Surprisingly, word2vec (negative skipgram sampling) produces vectors that point in a consistent direction, a pattern not seen in GloVe (but also one that doesn’t seem to cause a problem for downstream tasks).

Sequence Effects in Crowdsourced Annotations (Mathur et al., 2017)

Annotator sequence bias, where the label for one item affects the label for the next, occurs across a range of datasets. Avoid it by separately randomise the order of items for each annotator.

High-risk learning: acquiring new word vectors from tiny data (Herbelot et al., 2017)

The simplest way to learn word vectors for rare words is to average their context.
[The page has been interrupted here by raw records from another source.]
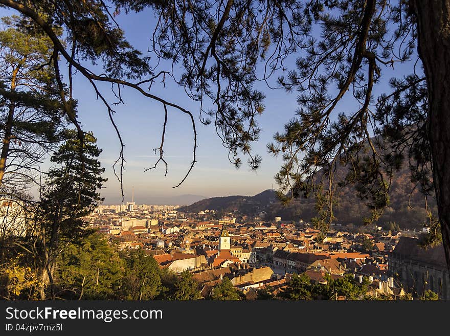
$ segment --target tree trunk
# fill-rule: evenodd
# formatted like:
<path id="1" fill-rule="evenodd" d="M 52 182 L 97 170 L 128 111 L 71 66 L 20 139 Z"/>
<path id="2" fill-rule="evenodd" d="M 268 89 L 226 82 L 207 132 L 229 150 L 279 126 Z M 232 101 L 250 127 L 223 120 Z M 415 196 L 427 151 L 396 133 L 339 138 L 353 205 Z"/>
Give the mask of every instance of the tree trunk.
<path id="1" fill-rule="evenodd" d="M 450 270 L 450 0 L 412 0 L 411 5 L 428 85 L 433 183 Z"/>
<path id="2" fill-rule="evenodd" d="M 16 78 L 19 68 L 16 68 L 12 72 L 12 77 L 11 81 L 11 91 L 14 91 L 16 88 Z M 5 127 L 5 136 L 3 138 L 3 146 L 2 148 L 2 154 L 0 155 L 0 185 L 3 181 L 5 170 L 6 169 L 6 159 L 9 152 L 9 146 L 12 138 L 12 126 L 14 121 L 14 114 L 15 110 L 15 103 L 12 101 L 9 102 L 8 119 Z"/>

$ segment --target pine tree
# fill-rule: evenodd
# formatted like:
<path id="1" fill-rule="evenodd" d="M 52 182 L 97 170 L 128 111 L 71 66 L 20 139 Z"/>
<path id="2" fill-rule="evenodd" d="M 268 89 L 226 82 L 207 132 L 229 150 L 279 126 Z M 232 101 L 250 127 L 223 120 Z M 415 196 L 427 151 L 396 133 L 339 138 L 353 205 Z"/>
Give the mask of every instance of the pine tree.
<path id="1" fill-rule="evenodd" d="M 83 217 L 103 200 L 99 190 L 106 181 L 101 176 L 104 168 L 97 159 L 101 150 L 96 145 L 93 135 L 85 133 L 82 145 L 74 130 L 68 130 L 66 137 L 51 158 L 54 166 L 47 173 L 37 214 L 42 299 L 46 297 L 45 287 L 49 284 L 53 297 L 53 275 L 61 243 L 77 242 L 90 233 Z"/>

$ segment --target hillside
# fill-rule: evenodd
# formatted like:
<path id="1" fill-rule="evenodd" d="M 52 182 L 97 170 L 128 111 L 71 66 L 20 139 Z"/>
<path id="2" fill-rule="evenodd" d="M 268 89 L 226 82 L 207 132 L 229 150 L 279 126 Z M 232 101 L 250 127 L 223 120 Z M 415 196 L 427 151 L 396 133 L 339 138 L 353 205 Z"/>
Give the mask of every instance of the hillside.
<path id="1" fill-rule="evenodd" d="M 395 173 L 390 193 L 390 204 L 378 221 L 378 225 L 382 226 L 386 222 L 394 221 L 402 228 L 420 229 L 423 226 L 426 219 L 424 198 L 417 190 L 411 193 L 412 189 L 407 168 Z M 336 222 L 343 225 L 362 225 L 362 218 L 369 213 L 364 201 L 355 195 L 351 187 L 340 189 L 339 193 L 339 204 L 335 209 Z M 429 199 L 429 204 L 436 212 L 433 201 Z M 314 204 L 313 198 L 300 198 L 285 206 L 278 200 L 274 190 L 267 190 L 253 196 L 206 198 L 179 210 L 187 212 L 198 212 L 207 209 L 221 212 L 236 211 L 249 216 L 254 216 L 263 211 L 267 213 L 265 219 L 267 220 L 279 216 L 283 220 L 298 221 L 301 218 L 309 221 L 316 215 Z"/>

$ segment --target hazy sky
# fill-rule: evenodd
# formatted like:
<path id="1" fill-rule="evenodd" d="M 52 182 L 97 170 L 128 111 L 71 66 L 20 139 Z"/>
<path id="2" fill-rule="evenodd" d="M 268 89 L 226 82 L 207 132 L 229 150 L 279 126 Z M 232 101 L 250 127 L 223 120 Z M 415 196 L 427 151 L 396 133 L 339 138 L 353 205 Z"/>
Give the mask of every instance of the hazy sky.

Tweaking word2vec to make greater use of the context may do slightly better, but it’s unclear.

Revisiting Selectional Preferences for Coreference Resolution (Heinzerling et al., 2017)
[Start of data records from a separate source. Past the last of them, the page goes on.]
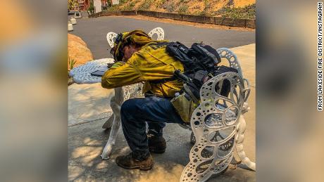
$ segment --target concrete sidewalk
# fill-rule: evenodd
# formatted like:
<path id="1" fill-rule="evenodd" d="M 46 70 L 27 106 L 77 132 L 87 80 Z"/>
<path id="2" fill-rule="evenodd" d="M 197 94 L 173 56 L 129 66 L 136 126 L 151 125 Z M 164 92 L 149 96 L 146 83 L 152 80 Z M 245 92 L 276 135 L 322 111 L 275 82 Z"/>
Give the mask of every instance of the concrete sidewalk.
<path id="1" fill-rule="evenodd" d="M 255 161 L 255 44 L 231 48 L 237 56 L 243 74 L 251 85 L 248 100 L 251 110 L 245 114 L 247 131 L 244 142 L 247 156 Z M 152 170 L 127 170 L 120 168 L 115 159 L 130 149 L 121 128 L 111 159 L 102 160 L 100 155 L 110 131 L 101 129 L 111 115 L 109 98 L 112 90 L 97 84 L 73 84 L 68 88 L 68 180 L 76 181 L 179 181 L 189 162 L 191 131 L 176 124 L 168 124 L 164 129 L 167 149 L 163 154 L 153 154 Z M 104 114 L 103 114 L 104 113 Z M 255 172 L 237 167 L 224 174 L 212 176 L 208 181 L 255 181 Z"/>

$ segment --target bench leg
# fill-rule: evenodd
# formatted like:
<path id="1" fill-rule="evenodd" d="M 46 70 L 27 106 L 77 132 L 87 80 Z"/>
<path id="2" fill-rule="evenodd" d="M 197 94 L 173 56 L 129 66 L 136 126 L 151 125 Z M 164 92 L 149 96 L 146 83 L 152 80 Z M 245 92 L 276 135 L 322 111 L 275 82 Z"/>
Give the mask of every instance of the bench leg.
<path id="1" fill-rule="evenodd" d="M 250 169 L 256 171 L 256 163 L 251 162 L 243 150 L 243 141 L 244 140 L 246 123 L 242 115 L 239 117 L 239 124 L 238 126 L 238 136 L 236 144 L 236 151 L 242 160 L 242 163 L 248 167 Z"/>
<path id="2" fill-rule="evenodd" d="M 109 159 L 109 156 L 112 152 L 113 146 L 115 145 L 118 129 L 120 126 L 120 105 L 123 100 L 123 91 L 122 88 L 119 87 L 115 89 L 115 96 L 111 98 L 111 107 L 113 112 L 111 117 L 113 117 L 113 122 L 109 134 L 109 138 L 101 155 L 103 160 Z"/>

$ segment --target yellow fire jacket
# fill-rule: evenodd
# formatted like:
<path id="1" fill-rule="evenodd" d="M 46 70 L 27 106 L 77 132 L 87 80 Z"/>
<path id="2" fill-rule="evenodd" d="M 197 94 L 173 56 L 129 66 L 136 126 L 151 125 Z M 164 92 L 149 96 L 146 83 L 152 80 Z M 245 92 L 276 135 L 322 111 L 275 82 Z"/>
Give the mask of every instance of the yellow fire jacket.
<path id="1" fill-rule="evenodd" d="M 101 78 L 101 86 L 113 89 L 144 82 L 143 93 L 151 93 L 163 97 L 174 97 L 183 86 L 177 79 L 152 83 L 172 77 L 175 70 L 184 71 L 182 64 L 166 51 L 165 42 L 152 41 L 142 47 L 123 65 L 110 68 Z"/>

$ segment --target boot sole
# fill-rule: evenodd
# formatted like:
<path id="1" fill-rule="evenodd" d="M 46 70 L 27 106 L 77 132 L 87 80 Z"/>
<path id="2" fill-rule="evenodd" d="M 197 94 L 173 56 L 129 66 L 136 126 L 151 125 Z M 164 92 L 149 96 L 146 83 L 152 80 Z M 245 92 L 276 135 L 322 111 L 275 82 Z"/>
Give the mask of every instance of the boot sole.
<path id="1" fill-rule="evenodd" d="M 153 168 L 153 165 L 150 166 L 150 167 L 144 167 L 144 166 L 135 166 L 135 167 L 125 167 L 125 166 L 123 166 L 122 164 L 120 164 L 118 163 L 117 163 L 117 165 L 118 165 L 119 167 L 123 167 L 124 169 L 139 169 L 139 170 L 141 171 L 149 171 L 149 170 L 151 170 Z"/>
<path id="2" fill-rule="evenodd" d="M 153 152 L 153 153 L 158 153 L 158 154 L 161 154 L 164 153 L 166 152 L 166 149 L 161 149 L 161 150 L 157 150 L 157 149 L 151 149 L 149 148 L 149 152 Z"/>

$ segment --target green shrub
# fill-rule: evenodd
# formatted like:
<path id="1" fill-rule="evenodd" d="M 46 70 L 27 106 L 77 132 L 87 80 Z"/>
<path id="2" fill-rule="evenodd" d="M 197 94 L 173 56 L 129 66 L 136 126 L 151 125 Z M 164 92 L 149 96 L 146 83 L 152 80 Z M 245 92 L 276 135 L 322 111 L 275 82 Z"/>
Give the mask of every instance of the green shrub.
<path id="1" fill-rule="evenodd" d="M 168 12 L 173 12 L 175 9 L 175 4 L 173 1 L 172 1 L 171 3 L 170 3 L 167 6 L 166 6 L 166 11 L 168 11 Z"/>
<path id="2" fill-rule="evenodd" d="M 187 11 L 188 10 L 188 7 L 189 7 L 188 5 L 184 4 L 179 8 L 179 10 L 177 11 L 177 12 L 179 13 L 185 14 L 187 13 Z"/>
<path id="3" fill-rule="evenodd" d="M 224 7 L 214 13 L 216 15 L 220 15 L 222 17 L 234 18 L 256 18 L 256 4 L 251 4 L 243 8 Z"/>

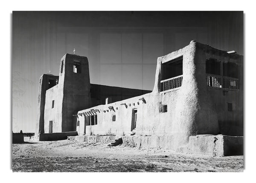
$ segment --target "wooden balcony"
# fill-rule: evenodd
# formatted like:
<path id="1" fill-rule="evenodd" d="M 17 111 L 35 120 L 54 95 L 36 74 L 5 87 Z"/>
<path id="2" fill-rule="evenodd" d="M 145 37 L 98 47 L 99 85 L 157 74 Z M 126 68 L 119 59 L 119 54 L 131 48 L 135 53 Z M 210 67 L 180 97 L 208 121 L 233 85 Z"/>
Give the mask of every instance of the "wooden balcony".
<path id="1" fill-rule="evenodd" d="M 216 88 L 238 90 L 238 79 L 227 76 L 206 74 L 207 86 Z"/>
<path id="2" fill-rule="evenodd" d="M 161 91 L 167 92 L 181 87 L 183 78 L 183 75 L 180 75 L 161 81 Z"/>

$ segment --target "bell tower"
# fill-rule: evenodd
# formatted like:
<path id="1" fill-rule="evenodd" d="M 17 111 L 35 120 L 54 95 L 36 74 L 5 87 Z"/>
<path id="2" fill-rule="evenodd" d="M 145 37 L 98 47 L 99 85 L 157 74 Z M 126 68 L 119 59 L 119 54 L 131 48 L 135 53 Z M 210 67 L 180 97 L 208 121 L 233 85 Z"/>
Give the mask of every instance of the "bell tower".
<path id="1" fill-rule="evenodd" d="M 78 111 L 90 105 L 90 83 L 87 57 L 66 53 L 60 65 L 56 119 L 59 131 L 76 131 Z"/>

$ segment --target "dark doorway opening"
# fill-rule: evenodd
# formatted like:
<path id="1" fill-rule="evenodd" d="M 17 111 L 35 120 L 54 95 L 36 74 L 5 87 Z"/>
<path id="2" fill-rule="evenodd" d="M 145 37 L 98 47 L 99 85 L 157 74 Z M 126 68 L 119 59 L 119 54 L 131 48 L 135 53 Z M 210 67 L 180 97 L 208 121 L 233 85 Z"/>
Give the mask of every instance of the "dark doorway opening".
<path id="1" fill-rule="evenodd" d="M 74 62 L 73 64 L 73 72 L 75 73 L 81 73 L 81 65 L 80 62 Z"/>
<path id="2" fill-rule="evenodd" d="M 172 60 L 162 65 L 161 80 L 169 79 L 183 74 L 183 56 Z"/>
<path id="3" fill-rule="evenodd" d="M 52 132 L 52 121 L 50 121 L 49 123 L 49 133 Z"/>
<path id="4" fill-rule="evenodd" d="M 49 82 L 48 83 L 48 87 L 49 88 L 51 88 L 52 87 L 53 87 L 56 85 L 56 82 L 55 79 L 49 79 Z"/>
<path id="5" fill-rule="evenodd" d="M 238 66 L 234 63 L 223 63 L 223 76 L 238 78 Z"/>
<path id="6" fill-rule="evenodd" d="M 215 75 L 221 75 L 221 62 L 213 59 L 209 59 L 205 62 L 205 72 Z"/>
<path id="7" fill-rule="evenodd" d="M 132 114 L 131 116 L 131 131 L 132 131 L 136 129 L 136 124 L 137 123 L 137 109 L 134 109 L 132 110 Z"/>

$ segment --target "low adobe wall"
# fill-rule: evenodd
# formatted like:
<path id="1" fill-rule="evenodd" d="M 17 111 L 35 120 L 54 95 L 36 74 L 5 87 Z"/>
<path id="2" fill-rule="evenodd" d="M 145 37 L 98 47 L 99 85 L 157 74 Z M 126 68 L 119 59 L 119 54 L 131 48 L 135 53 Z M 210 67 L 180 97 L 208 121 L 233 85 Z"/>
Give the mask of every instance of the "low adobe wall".
<path id="1" fill-rule="evenodd" d="M 189 137 L 186 146 L 178 151 L 217 156 L 243 155 L 243 137 L 201 135 Z"/>
<path id="2" fill-rule="evenodd" d="M 124 136 L 123 144 L 137 148 L 163 148 L 195 155 L 224 156 L 243 155 L 243 137 L 203 135 L 189 137 L 186 145 L 177 149 L 173 135 Z"/>
<path id="3" fill-rule="evenodd" d="M 72 141 L 79 142 L 86 141 L 89 143 L 96 142 L 107 143 L 114 141 L 116 137 L 115 135 L 78 135 L 68 137 L 68 138 Z"/>
<path id="4" fill-rule="evenodd" d="M 20 133 L 12 133 L 12 144 L 24 143 L 24 134 Z"/>
<path id="5" fill-rule="evenodd" d="M 77 132 L 61 132 L 59 133 L 43 133 L 39 134 L 39 141 L 52 141 L 65 140 L 68 136 L 78 135 Z"/>

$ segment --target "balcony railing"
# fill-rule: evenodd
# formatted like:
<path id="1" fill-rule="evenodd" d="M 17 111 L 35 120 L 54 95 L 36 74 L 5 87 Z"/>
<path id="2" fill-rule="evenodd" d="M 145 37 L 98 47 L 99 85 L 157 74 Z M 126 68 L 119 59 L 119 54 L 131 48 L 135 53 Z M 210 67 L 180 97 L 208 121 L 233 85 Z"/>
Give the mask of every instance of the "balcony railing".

It seems intuitive that a coreference system could benefit from information about what nouns a verb selects for, but experiments on explicitly adding a representation of it to a neural system does not lead to gains, implying it is already learning them or they are not useful.

Neural Semantic Parsing over Multiple Knowledge-bases (Herzig et al., 2017)

Training a single parser on multiple domains can improve performance, and sharing more parameters (encoder and decoder as opposed to just one) seems to help more.

A causal framework for explaining the predictions of black-box sequence-to-sequence models (Alvarez-Melis et al., 2017)

To explain structured outputs in terms of which inputs have most impact, treat it as identifying components in a bipartite graph where weights are determined by perturbing the input and observing the impact on outputs.

A Local Detection Approach for Named Entity Recognition and Mention Detection (Xu et al., 2017)

Effective NER can be achieved without sequence prediction using a feedforward network that labels every span with a fixed attention mechanism for getting contextual information.

Joint Extraction of Entities and Relations Based on a Novel Tagging Scheme (Zheng et al., 2017)

By encoding the relation type and role of each word in tags, an LSTM can be applied to relation extraction with great success.

Abstractive Document Summarization with a Graph-Based Attentional Neural Model (Tan et al., 2017)

Neural abstractive summarisation can be dramatically improved with a beam search that favours output that matches the source document, and further improved with attention based on PageRank, with a modification to avoid attending to the same sentence more than once.

SPINE: SParse Interpretable Neural Embeddings (Subramanian et al., 2017)

By introducing a new loss that encourages sparsity, an auto-encoder can be used to go from existing word vectors to new ones that are sparser and more interpretable, though the impact on downstream tasks is mixed.